Every time, the Israelis are positioned to give back more Arab territory and move closer to accepting a Palestinian state next door, they are rescued by their Arab neighbors.

Since the Camp David accords, Israel has turned the Sinai back to Egypt, retreated once from Lebanon after the 1980 incursion, handed Gaza over to the Palestinians and was contemplating some West Bank withdrawals behind its new security fence in anticipation of a Palestinian state.

But over that same period of time, Egyptian fanatics assassinated Anwar Sadat, the man who made peace with Israel; King Hussein of Jordan first made war on the PLO, then backed Iraq in Saddam Hussein's disastrous grab at Kuwait; Yasser Arafat waged two Intifadas against Israel; Hafez Assad of Syria was succeeded by his chinless bumbling son, Bashir, whose operatives likely assassinated the popular onetime prime minister of Lebanon; and now Arafat's successors are wrestling with the Hamas jihadi for control of the nascent Palestinian state.

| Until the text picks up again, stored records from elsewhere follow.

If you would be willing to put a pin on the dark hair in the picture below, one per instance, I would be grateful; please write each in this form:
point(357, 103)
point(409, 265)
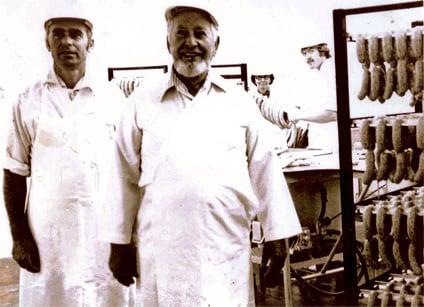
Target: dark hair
point(322, 49)
point(271, 76)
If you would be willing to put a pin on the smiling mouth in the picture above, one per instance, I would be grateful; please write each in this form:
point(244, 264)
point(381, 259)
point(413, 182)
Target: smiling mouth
point(67, 53)
point(190, 56)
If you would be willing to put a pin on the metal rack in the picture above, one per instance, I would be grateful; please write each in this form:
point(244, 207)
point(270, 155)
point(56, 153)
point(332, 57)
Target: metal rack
point(345, 148)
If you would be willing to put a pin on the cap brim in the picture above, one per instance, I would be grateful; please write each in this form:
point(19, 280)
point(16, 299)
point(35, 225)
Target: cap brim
point(49, 22)
point(173, 11)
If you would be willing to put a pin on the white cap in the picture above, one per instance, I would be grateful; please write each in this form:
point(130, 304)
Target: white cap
point(71, 11)
point(173, 11)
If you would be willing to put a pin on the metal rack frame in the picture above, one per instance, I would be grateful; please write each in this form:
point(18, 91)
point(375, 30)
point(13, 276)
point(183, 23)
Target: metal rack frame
point(345, 148)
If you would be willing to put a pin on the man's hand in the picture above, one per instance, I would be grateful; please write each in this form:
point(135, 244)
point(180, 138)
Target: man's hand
point(123, 263)
point(25, 253)
point(274, 252)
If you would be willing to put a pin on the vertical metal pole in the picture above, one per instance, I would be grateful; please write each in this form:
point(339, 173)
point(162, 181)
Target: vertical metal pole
point(287, 277)
point(345, 153)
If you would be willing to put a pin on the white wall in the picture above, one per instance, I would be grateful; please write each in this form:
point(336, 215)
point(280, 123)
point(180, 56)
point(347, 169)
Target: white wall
point(132, 33)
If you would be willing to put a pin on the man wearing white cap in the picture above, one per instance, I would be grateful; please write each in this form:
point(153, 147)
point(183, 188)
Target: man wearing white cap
point(60, 137)
point(193, 166)
point(316, 103)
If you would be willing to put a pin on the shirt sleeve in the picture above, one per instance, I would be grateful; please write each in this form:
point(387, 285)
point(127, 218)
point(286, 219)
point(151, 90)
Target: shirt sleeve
point(123, 193)
point(18, 144)
point(277, 213)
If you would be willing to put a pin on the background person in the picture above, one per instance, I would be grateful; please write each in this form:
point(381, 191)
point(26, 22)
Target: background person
point(276, 110)
point(193, 167)
point(60, 137)
point(314, 101)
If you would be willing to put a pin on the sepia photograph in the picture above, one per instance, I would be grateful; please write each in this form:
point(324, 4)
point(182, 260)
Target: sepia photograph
point(211, 153)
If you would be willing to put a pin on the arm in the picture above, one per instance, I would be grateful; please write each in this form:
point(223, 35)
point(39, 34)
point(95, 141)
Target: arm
point(123, 198)
point(25, 251)
point(16, 170)
point(316, 116)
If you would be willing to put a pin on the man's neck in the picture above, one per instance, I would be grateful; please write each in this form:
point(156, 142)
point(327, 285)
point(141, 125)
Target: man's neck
point(70, 76)
point(193, 84)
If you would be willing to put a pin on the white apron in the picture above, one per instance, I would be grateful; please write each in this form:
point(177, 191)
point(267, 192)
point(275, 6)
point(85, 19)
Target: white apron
point(193, 227)
point(62, 208)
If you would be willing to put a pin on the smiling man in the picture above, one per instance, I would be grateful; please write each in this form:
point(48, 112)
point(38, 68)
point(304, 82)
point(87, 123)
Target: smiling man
point(193, 167)
point(60, 138)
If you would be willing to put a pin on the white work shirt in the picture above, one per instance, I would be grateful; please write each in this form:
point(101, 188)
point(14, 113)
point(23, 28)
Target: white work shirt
point(190, 175)
point(65, 146)
point(52, 90)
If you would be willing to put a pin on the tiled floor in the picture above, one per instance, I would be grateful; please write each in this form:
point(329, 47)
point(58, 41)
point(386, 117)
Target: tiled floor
point(9, 276)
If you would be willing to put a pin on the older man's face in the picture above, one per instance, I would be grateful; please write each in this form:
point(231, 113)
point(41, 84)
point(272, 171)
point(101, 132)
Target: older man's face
point(69, 43)
point(192, 43)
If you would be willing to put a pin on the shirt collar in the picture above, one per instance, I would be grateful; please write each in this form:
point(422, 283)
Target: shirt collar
point(173, 82)
point(87, 81)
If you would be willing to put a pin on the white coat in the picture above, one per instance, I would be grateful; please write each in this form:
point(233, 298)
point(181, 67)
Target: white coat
point(69, 150)
point(190, 171)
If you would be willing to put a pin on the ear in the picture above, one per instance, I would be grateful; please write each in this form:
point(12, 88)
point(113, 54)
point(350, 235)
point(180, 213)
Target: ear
point(90, 45)
point(216, 44)
point(167, 45)
point(47, 45)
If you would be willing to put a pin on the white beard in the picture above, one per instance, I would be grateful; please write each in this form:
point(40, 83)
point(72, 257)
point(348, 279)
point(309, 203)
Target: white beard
point(191, 69)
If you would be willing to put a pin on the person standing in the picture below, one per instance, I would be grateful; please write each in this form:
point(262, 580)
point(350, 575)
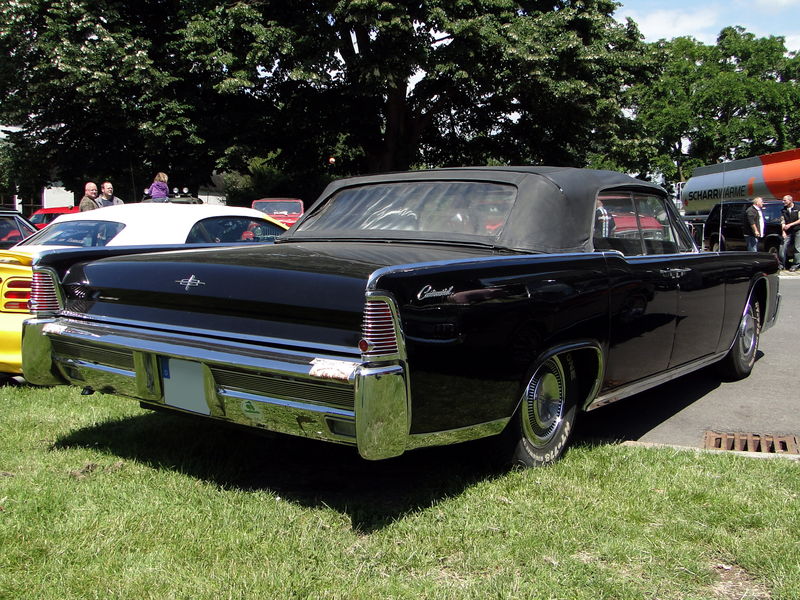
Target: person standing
point(790, 216)
point(754, 224)
point(89, 200)
point(159, 190)
point(107, 197)
point(604, 223)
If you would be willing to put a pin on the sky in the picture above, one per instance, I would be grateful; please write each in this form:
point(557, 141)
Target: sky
point(703, 21)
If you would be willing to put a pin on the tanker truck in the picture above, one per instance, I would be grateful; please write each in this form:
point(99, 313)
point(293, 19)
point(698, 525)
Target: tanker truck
point(737, 182)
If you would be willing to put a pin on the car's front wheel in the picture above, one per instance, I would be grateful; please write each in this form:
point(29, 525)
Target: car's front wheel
point(546, 414)
point(739, 361)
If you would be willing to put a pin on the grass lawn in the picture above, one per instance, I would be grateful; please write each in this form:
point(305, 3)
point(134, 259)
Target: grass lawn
point(100, 499)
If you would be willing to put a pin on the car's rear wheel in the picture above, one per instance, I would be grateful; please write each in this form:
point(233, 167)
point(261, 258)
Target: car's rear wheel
point(546, 414)
point(739, 361)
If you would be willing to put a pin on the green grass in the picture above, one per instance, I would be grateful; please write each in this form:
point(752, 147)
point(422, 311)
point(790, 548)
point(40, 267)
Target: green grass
point(99, 499)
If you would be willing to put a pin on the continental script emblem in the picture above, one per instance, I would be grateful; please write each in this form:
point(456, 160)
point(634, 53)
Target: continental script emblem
point(190, 282)
point(429, 292)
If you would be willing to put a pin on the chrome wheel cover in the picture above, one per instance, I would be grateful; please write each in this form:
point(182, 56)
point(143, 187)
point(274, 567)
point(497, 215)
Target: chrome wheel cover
point(748, 333)
point(543, 403)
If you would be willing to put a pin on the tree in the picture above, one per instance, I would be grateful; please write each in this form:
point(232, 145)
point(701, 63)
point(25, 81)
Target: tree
point(97, 92)
point(385, 85)
point(735, 99)
point(115, 89)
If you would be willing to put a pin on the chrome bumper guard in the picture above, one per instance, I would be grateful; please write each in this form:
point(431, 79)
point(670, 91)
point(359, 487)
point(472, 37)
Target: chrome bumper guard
point(279, 390)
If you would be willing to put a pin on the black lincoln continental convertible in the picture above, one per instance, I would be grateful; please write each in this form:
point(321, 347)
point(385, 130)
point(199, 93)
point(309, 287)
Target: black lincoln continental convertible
point(415, 309)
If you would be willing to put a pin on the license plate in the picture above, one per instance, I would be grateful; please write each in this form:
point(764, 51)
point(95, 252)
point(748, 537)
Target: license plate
point(183, 385)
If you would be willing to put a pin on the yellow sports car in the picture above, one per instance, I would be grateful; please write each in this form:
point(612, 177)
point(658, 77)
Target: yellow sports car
point(145, 224)
point(15, 290)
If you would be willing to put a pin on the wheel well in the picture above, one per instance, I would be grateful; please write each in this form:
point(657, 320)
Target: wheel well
point(760, 293)
point(588, 371)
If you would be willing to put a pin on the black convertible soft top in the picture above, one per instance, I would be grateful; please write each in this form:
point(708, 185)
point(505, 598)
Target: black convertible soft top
point(553, 212)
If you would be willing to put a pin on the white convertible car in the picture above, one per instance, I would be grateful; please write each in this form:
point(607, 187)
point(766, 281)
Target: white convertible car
point(145, 225)
point(155, 223)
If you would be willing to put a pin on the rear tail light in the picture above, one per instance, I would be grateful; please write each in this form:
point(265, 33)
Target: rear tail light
point(378, 330)
point(44, 295)
point(16, 294)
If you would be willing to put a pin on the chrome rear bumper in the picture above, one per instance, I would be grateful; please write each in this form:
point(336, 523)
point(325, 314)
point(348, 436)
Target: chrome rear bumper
point(287, 391)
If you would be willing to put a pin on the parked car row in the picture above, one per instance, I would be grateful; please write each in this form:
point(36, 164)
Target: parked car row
point(147, 226)
point(412, 309)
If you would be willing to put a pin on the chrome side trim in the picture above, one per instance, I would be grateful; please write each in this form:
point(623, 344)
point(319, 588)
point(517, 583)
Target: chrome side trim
point(651, 382)
point(522, 257)
point(175, 331)
point(456, 436)
point(220, 352)
point(378, 422)
point(82, 364)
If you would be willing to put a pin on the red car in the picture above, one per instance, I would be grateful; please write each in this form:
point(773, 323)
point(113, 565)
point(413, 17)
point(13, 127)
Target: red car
point(44, 216)
point(285, 210)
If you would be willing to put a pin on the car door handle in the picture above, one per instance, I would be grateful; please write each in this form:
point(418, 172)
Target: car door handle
point(675, 273)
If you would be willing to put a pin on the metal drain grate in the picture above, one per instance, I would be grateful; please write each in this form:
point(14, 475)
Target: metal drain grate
point(752, 442)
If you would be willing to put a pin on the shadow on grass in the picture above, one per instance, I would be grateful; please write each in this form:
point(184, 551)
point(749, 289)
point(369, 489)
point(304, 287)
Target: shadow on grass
point(372, 494)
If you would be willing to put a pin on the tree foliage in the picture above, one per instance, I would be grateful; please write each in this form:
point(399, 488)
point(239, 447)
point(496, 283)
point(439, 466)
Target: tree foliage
point(115, 89)
point(272, 89)
point(734, 99)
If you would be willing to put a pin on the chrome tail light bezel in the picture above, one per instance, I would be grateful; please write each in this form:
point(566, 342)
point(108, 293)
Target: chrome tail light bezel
point(381, 333)
point(47, 296)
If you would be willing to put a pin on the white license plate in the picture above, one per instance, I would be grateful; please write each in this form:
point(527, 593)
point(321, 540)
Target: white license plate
point(183, 385)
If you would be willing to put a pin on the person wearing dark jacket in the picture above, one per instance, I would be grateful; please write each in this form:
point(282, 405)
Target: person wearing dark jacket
point(790, 217)
point(754, 224)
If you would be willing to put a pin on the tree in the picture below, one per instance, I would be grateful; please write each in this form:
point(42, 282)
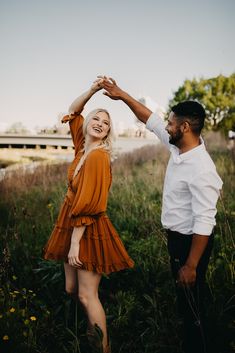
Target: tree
point(217, 95)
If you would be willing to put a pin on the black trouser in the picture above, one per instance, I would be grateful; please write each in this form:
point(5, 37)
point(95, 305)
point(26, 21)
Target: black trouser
point(190, 299)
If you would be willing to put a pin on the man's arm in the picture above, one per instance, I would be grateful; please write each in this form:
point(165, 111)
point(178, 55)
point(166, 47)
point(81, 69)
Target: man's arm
point(116, 93)
point(187, 273)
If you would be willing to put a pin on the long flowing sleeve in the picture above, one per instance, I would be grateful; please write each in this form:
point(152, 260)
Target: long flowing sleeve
point(93, 186)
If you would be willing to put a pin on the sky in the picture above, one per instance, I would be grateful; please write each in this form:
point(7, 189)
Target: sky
point(52, 51)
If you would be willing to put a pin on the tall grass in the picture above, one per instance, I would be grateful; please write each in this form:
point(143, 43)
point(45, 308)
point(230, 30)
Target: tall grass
point(140, 303)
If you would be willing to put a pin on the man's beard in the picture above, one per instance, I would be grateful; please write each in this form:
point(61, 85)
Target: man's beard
point(175, 139)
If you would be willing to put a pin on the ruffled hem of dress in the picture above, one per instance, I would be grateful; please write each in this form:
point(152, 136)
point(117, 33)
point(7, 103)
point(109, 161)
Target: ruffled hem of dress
point(81, 221)
point(107, 268)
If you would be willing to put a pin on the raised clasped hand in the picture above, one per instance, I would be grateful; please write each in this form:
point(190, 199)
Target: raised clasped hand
point(98, 84)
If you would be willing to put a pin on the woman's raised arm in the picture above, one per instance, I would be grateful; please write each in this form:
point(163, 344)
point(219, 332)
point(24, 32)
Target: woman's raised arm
point(79, 103)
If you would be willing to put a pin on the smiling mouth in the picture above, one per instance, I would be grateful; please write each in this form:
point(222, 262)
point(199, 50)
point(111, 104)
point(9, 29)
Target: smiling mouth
point(97, 129)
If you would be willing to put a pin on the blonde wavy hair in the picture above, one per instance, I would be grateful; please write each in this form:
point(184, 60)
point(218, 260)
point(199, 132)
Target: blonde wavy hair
point(108, 140)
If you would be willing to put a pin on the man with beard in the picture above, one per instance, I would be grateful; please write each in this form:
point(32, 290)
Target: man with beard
point(191, 190)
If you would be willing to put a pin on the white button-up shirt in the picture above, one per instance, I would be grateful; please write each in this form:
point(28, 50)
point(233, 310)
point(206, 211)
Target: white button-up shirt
point(191, 186)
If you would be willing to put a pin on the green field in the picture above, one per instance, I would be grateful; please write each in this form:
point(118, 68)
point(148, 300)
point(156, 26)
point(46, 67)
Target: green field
point(36, 315)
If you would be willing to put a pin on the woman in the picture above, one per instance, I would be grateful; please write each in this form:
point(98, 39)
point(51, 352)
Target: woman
point(83, 235)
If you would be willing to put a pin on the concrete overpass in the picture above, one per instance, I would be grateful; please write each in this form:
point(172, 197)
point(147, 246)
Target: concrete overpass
point(35, 141)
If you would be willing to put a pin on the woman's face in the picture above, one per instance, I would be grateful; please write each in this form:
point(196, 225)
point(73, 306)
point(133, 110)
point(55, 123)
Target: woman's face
point(98, 126)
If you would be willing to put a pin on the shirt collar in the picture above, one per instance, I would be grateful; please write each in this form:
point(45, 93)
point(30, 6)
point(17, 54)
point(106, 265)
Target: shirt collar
point(179, 158)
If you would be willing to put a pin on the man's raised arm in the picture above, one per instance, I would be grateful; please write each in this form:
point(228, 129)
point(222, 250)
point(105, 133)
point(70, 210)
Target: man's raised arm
point(116, 93)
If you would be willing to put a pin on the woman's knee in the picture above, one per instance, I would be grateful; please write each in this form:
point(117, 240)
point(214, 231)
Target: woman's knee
point(85, 297)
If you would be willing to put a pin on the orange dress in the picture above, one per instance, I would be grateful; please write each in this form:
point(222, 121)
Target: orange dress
point(85, 203)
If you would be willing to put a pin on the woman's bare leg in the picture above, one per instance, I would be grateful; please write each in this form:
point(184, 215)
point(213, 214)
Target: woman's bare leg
point(88, 285)
point(71, 281)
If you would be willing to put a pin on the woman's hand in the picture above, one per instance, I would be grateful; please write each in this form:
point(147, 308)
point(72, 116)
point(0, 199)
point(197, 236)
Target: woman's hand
point(97, 85)
point(73, 255)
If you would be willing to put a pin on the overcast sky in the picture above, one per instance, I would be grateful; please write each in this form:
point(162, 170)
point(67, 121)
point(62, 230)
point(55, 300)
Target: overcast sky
point(52, 50)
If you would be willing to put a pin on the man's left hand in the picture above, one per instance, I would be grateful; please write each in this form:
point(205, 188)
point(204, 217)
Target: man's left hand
point(187, 276)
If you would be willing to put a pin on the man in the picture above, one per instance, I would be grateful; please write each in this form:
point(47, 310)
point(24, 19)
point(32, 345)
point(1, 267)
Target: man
point(191, 190)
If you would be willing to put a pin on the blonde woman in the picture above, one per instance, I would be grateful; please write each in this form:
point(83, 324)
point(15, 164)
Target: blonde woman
point(83, 236)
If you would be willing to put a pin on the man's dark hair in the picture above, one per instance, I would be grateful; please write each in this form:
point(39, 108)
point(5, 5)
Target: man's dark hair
point(191, 111)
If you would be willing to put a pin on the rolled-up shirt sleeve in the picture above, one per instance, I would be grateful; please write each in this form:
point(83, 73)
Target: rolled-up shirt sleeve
point(158, 126)
point(205, 190)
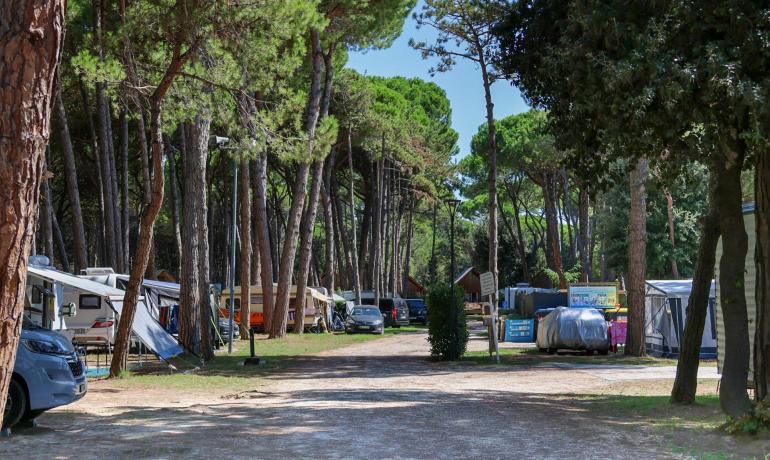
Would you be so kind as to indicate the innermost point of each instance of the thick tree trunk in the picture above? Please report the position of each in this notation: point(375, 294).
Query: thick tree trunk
point(686, 382)
point(762, 260)
point(245, 262)
point(637, 258)
point(299, 192)
point(193, 284)
point(174, 203)
point(353, 224)
point(73, 191)
point(585, 260)
point(732, 391)
point(329, 223)
point(124, 186)
point(671, 232)
point(552, 226)
point(144, 246)
point(306, 245)
point(102, 251)
point(31, 36)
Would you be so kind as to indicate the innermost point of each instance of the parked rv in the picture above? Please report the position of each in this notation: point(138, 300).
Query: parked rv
point(314, 301)
point(47, 373)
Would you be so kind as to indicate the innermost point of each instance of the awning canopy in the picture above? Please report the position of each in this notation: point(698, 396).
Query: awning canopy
point(674, 288)
point(51, 274)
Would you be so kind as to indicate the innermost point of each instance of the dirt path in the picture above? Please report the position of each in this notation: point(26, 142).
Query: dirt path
point(379, 399)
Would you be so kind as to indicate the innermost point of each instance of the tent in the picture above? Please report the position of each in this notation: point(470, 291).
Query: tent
point(145, 327)
point(665, 316)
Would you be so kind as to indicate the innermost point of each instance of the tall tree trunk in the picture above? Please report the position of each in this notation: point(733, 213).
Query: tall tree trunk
point(31, 36)
point(306, 245)
point(732, 392)
point(193, 283)
point(585, 261)
point(637, 258)
point(147, 223)
point(686, 382)
point(299, 191)
point(552, 228)
point(329, 222)
point(353, 224)
point(101, 236)
point(174, 202)
point(245, 262)
point(73, 192)
point(124, 186)
point(762, 260)
point(671, 232)
point(433, 248)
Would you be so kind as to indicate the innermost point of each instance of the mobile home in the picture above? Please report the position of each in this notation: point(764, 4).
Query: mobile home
point(665, 317)
point(314, 303)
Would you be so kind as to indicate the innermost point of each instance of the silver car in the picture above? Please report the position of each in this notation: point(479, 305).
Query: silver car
point(47, 373)
point(365, 318)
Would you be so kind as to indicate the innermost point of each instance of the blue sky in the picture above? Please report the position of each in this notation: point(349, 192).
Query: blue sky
point(462, 84)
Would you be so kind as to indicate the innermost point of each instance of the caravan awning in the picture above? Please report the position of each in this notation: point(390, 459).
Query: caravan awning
point(51, 274)
point(147, 329)
point(674, 288)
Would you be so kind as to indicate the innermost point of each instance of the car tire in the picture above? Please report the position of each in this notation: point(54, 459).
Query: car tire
point(16, 405)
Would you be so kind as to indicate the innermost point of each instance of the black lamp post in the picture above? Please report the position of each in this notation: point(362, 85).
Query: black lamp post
point(452, 204)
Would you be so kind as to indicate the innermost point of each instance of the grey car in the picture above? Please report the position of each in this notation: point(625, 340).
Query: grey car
point(365, 318)
point(47, 373)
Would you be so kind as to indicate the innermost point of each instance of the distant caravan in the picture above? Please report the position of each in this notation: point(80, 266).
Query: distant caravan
point(316, 303)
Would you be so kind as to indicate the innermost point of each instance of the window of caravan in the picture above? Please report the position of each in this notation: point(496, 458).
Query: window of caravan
point(237, 303)
point(90, 302)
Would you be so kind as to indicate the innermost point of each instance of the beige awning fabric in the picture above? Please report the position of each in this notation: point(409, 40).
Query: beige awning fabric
point(318, 295)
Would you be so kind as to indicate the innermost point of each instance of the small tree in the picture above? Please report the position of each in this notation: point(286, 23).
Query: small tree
point(442, 331)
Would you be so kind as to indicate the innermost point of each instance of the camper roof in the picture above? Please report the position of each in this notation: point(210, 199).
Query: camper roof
point(674, 288)
point(83, 284)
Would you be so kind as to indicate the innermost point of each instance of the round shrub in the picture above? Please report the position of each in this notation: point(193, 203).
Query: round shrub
point(441, 334)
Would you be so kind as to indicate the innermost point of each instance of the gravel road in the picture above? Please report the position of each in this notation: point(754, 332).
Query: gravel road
point(379, 399)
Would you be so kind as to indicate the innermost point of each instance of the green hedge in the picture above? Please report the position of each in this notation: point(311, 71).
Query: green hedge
point(440, 331)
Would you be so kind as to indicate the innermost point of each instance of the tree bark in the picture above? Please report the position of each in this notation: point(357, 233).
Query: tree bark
point(762, 260)
point(125, 200)
point(552, 227)
point(193, 285)
point(147, 223)
point(73, 192)
point(732, 392)
point(299, 191)
point(585, 260)
point(245, 262)
point(353, 224)
point(31, 36)
point(637, 262)
point(671, 232)
point(686, 382)
point(174, 203)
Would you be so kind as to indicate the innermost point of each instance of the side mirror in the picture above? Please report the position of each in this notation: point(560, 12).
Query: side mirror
point(69, 310)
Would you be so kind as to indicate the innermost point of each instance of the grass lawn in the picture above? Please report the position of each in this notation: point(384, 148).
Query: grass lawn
point(531, 356)
point(227, 372)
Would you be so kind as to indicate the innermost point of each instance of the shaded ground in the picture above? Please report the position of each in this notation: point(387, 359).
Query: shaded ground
point(383, 399)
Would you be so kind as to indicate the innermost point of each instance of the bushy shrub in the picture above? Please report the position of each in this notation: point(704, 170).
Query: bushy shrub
point(441, 334)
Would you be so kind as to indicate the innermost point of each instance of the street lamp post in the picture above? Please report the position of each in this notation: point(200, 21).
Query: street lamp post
point(219, 141)
point(452, 205)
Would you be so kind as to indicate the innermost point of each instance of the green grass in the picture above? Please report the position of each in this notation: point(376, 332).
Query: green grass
point(533, 356)
point(227, 372)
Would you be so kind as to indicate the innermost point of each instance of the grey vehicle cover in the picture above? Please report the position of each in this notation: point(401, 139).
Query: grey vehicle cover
point(573, 328)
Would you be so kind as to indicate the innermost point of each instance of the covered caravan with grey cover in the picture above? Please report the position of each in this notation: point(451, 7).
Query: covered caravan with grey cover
point(665, 317)
point(86, 295)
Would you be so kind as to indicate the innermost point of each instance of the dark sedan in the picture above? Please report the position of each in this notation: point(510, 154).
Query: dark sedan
point(418, 311)
point(365, 318)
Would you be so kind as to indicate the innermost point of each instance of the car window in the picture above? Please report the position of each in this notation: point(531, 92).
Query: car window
point(366, 311)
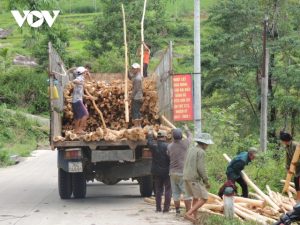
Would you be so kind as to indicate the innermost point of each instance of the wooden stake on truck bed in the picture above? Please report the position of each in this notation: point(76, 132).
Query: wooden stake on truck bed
point(169, 123)
point(97, 109)
point(292, 169)
point(142, 39)
point(126, 67)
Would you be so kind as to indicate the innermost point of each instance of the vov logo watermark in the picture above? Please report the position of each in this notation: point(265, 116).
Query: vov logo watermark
point(35, 18)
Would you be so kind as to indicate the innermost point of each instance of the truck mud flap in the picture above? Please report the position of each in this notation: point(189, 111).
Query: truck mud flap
point(71, 166)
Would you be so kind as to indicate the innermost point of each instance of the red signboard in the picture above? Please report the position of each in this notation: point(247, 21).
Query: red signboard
point(182, 97)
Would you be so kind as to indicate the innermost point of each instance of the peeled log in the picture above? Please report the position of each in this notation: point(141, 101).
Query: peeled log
point(251, 202)
point(258, 191)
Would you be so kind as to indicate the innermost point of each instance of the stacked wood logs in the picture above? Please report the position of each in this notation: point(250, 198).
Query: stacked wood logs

These centrifugal forces churning the Arab world guarantee that some self-defeating adventure by its adversaries will inevitably rescue Israel from taking the last steps in any "roadmap" to settlement with its neighbors. And the jihadist hatred demonstrated time and again by Hamas and Hezbollah gives the Israelis persuasive evidence that they have no credible partners for peace.

It's always easy to condemn Israel for the deadly efficiency and aggressiveness of its military response to provocations from its enemies. But the truth is that Israel's secret weapon is the Arabs themselves.